Portland’s walkable peninsula hosts a beverage for every palate, and Washington Avenue embodies this axiom beautifully. Along just a few short blocks, you can sip spicy ginger kombucha accented with lemon and cayenne at Root Wild; swirl a glass of low-intervention wine — such as Morphos pét-nat from Warren, Maine’s Oyster River Winegrowers — at Maine & Loire; quaff farmhouse beers like mixed-fermentation Cletus at Oxbow; and sample Lincolnville, Maine’s Whaleback Farm Forager’s Blend at cider bar Anoche. Luckily, good drinking snacks also abound, including Duckfat’s Frites Shack sandwiched between Oxbow and Anoche and Tu Casa’s cheesy pupusas served with bright and tangy curtido. For later, stock up on fermented treats at Onggi.

Rejuvenate with a hot lunch of house chicken pho at CÔNG TỬ BỘT on Washington Avenue, kung pao chicken dumplings at BaoBao Dumpling House on Spring Street, or short rib and kimchi ramen at Pai Men Miyake in Longfellow Square. If you’re ambitious enough, you could hit up all three, pausing to browse local maker shops and museums along the walk, from Ferdinand, Maine Craft Portland, and the Merchant Company to the Maine Jewish Museum and Portland Museum of Art.

A raw bar full of oysters is in the foreground of the photo, with people working at and dining in a casual restaurant in the background.
You’ll find shorter-than-usual lines at Portland favorite Eventide in the off-season.
Bill Addison/Eater

Frigid waters are the ideal oyster habitat, which means these bivalves are best enjoyed during Maine’s slow season. If there’s a line at perpetual darling Eventide, it’ll at least be shorter than normal, granting you quicker access to an excellent selection of local oysters plus a cheaper, sleeper-hit sibling of the restaurant’s famous brown butter lobster roll: the fried oyster bun. The Maine Oyster Company cultivates a more DIY experience with an oyster shucking class, which may give you the skill and confidence to take home a bag of fresh shellfish souvenirs.

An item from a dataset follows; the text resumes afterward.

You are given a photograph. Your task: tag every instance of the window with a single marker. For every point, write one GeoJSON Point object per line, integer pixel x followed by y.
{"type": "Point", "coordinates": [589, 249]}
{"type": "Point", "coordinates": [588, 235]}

Speaking of local aquaculture, warm up at Dobra Tea with a pot of sailor’s cure-all, an herbal blend of ginger, turmeric, and Maine bladderwrack seaweed. Or try Portland Hunt & Alpine Club’s smoky-tart bonecrusher cocktail for a different kind of restoration before heading to dinner.

Raw beef, a lime slice, and herb garnishes are in a round gray bowl on a wooden table.
The menu’s always changing at Central Provisions; here’s a beef salad from a few years back.
Bill Addison/Eater

Thankfully, a reservation at top seafood-focused spots like Scales, Central Provisions, and Street & Co. isn’t as hard to come by in the colder months, but you can also consider slightly deeper cuts like Baharat, with its menu inspired by Middle Eastern street food; izakaya-style Mami; or homestyle German gem Schulte & Herr (which only offers takeout at the moment).

Finally, take a nightcap to go from the Jewel Box’s walk-up window. Try the potent bouquet carré — a floral take on New Orleans’s classic Vieux Carré — or go non-alcoholic with an orange, ginger, and cardamom cordial.